Sous prétexte de guerre privée, de vengeance familiale, on tuait, on détroussait paysans, voyageurs, pèlerins, marchands. Il n’existait pas de recours réel pour ces malheureux, qui en vinrent tout naturellement à appeler à grands cris l’intervention des seules puissances encore susceptibles de répondre aux prières : Dieu, les saints, les reliques…

C’est, en effet, le temps où la dévotion aux reliques se manifeste par de nombreux récits de miracles. Devant l’effondrement de la puissance séculière, qui cesse d’assurer à l’individu une sécurité relative, on en vient à concevoir une société fondée sur Dieu. Le temps de la paix de Dieu se prépare.

Les moines réformés

Un mouvement pour la réforme monastique se dessine.

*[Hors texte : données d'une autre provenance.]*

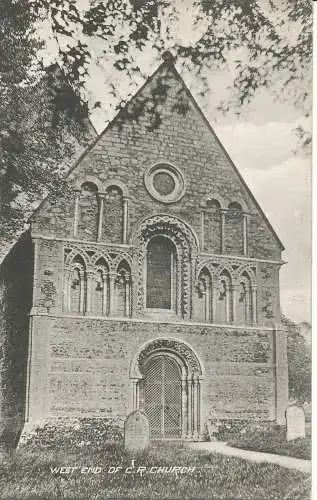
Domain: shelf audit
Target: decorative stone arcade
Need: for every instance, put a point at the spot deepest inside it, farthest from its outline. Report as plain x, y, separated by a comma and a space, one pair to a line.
167, 379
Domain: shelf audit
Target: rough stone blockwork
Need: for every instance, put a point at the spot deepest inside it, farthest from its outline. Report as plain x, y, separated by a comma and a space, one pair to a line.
100, 343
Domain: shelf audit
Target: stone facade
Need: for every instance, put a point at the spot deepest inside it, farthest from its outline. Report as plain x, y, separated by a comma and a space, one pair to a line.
202, 335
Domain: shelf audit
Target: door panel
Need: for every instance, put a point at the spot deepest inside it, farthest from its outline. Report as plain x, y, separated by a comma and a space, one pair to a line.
162, 397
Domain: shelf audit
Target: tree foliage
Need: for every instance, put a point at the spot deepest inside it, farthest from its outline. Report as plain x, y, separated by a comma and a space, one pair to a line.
256, 32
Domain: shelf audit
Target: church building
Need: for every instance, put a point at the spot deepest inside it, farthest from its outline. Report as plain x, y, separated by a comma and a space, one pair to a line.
153, 285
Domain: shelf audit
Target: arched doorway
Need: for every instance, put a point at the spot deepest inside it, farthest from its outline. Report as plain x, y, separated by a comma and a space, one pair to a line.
167, 377
162, 397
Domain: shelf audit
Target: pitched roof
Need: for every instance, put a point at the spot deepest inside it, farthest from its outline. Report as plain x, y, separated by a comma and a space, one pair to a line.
168, 63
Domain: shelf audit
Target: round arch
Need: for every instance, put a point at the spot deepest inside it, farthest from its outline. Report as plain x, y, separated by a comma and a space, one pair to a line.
187, 247
188, 406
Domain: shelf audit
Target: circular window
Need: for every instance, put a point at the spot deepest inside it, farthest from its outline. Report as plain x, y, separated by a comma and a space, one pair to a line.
165, 183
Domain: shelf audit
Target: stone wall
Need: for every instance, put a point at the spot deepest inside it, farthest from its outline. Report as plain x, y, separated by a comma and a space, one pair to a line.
128, 147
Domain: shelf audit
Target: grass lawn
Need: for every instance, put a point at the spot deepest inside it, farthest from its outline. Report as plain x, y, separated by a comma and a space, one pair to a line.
274, 441
28, 475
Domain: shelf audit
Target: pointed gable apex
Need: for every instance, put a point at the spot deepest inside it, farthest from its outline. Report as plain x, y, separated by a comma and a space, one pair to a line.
168, 66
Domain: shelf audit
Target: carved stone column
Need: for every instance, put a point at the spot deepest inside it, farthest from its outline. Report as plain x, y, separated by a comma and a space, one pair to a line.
134, 394
112, 293
82, 288
190, 406
245, 234
127, 296
90, 277
125, 220
105, 295
233, 305
222, 237
202, 226
184, 405
254, 305
76, 212
195, 406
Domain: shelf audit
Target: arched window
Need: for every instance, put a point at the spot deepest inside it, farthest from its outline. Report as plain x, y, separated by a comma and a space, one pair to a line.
204, 296
212, 226
100, 289
234, 229
244, 300
160, 274
77, 286
112, 231
123, 290
88, 210
224, 299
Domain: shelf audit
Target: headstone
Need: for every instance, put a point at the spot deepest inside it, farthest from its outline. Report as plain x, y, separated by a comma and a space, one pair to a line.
295, 423
136, 431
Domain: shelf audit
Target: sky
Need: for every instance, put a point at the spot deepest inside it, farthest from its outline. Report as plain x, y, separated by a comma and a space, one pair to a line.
261, 141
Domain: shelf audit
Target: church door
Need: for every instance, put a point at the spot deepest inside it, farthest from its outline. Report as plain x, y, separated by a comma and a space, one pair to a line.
163, 397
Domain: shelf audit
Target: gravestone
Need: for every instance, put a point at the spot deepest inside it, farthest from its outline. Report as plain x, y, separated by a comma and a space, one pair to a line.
136, 431
295, 423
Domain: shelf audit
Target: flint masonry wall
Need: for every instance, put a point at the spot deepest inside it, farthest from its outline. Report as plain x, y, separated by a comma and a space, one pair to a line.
80, 365
129, 146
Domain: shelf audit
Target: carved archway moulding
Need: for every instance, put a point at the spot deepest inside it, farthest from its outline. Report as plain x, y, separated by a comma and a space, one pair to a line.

Comme les gens du commun, bien que pour des raisons un peu différentes, les grands sentaient le besoin d’intercesseurs valables auprès du souverain juge, et comme ils étaient riches, comme ils avaient davantage de notions d’organisation, ils conçurent une solution permanente à leur problème : faire prier à leur intention une communauté de moines menant une sainte existence. Cela explique l’attachement de beaucoup de grands à la réforme, lequel peut s’exprimer symboliquement dans la fondation de l’abbaye de Cluny, en 910, par le duc d’Aquitaine, Guillaume le Pieux. Cluny, en effet, sous ses grands abbés, Odon (926-942) et Maieul (948-994), fut le départ d’un vaste mouvement de réforme. Un facteur particulier de ce succès, c’est que les abbayes réformées restaient subordonnées à l’abbaye mère.

Mais son importance historique fut surtout d’avoir témoigné pour la sainteté à une époque où l’Eglise, humiliée, était dépouillée de son auréole dans une société qui cherchait désespérément à se raccrocher aux valeurs surnaturelles. A la société dominée par des seigneurs aux mœurs sauvages, elle opposa l’image d’une société de seigneurs vivant dans la prière et l’obéissance.